In a related topic, I had also been reading about the problematic aspect of the word "ally".  Like the idea of "male feminists", as I understand it, there are two issues:

  1. People who take on these labels use them as shields to defend and excuse their privilege.*
  2. People who take on these labels use them as permission to co-opt the movement from actual women/POC/queer people/etc.

Honestly, I am not ready to personally disavow the term "ally", like I am not ready to personally reject "feminism" as inadequate due to its history of transphobia, of racism, of classism.  (Though I would also feel appropriative taking to womanism or anything like that, as I have never and can never find that feminism does not represent or fight for me as a woman.  Because I'm not a woman.  For me, I find it better to understand people in those two categories as Doing It Wrong.  I can recognize that the idea of "allies" can build coalitions and empower persons who may feel it would be otherwise appropriative for them to participate in anti-oppression causes due to their privilege, while remaining aware of the possibility of and critical of unexamined privilege.

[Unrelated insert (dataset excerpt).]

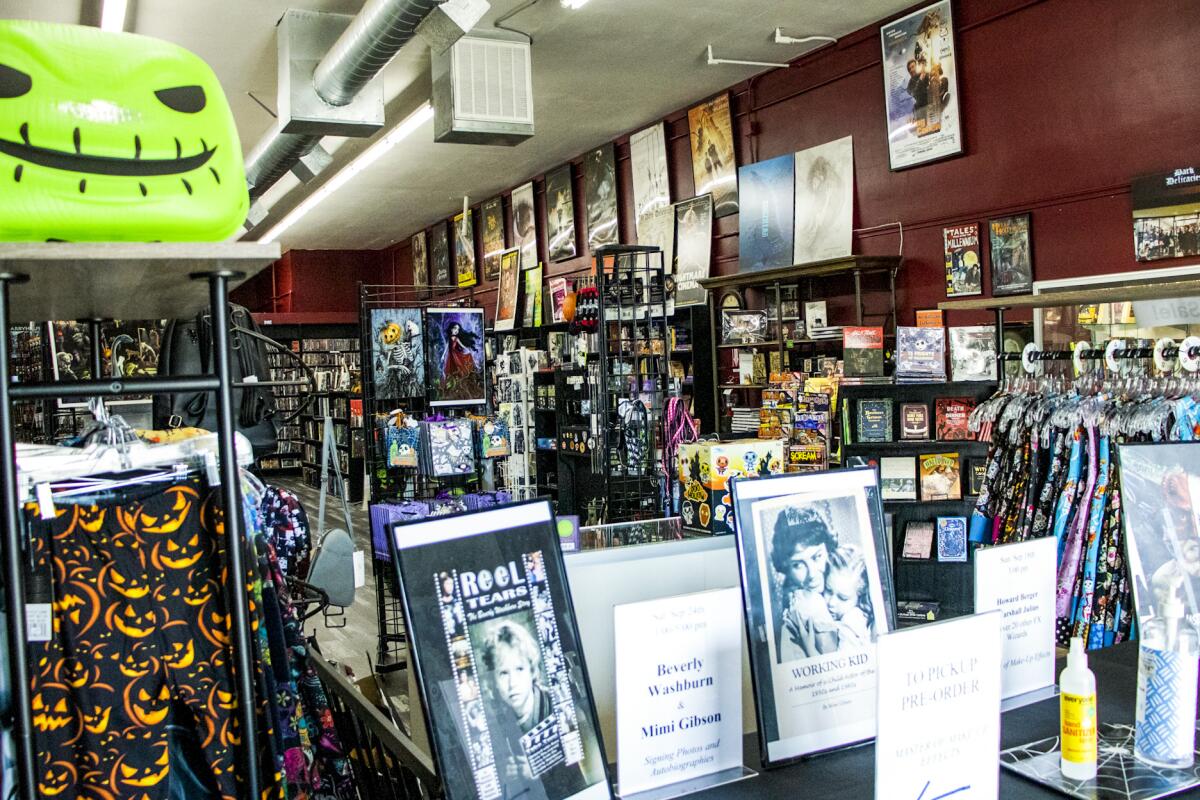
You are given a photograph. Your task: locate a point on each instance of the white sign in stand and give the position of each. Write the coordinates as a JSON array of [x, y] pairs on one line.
[[939, 710], [678, 693], [1019, 582]]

As before, I am not going to assert that people have to accept my understanding or to accept my identification as an "ally" if I were to ever adopt it.

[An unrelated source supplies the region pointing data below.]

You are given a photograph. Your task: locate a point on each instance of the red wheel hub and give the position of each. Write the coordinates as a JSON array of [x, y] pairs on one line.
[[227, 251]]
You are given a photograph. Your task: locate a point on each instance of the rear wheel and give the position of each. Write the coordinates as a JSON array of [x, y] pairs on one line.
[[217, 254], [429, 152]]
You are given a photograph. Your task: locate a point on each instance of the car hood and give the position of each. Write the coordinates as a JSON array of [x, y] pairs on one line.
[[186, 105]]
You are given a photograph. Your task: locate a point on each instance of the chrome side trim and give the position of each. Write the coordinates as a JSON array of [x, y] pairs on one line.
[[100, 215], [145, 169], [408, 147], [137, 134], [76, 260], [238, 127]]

I'm not sure what I am trying to say here.  I think I am just trying to put together how I feel about something I've been reading and thinking about.  I think I am more optimistic because I feel like I have seen that there are anti-racist queer activists and Marxist feminist activists and queer disability rights activists and people able to navigate all these issues.  I know people who could easily be the stereotypically clueless feminists but instead are constantly willing to read and listen and learn.  I have seen my own transformations, slowly absorbing anti-oppression works around me and learning to be aware enough to see all this around me.  I have friends who listened to me stumble my way through explaining what I feel are problematic aspects of things and they were able to appreciate my attempts without demanding I kowtow to their own sense of pride and progressivism.

I just feel good about it, even when I am pissed about it.  Maybe I'm just still young.

*This is an article focused on the first in feminism, but I dislike how it attempts to negate someone's sexual identity, even if that person is a complete ass.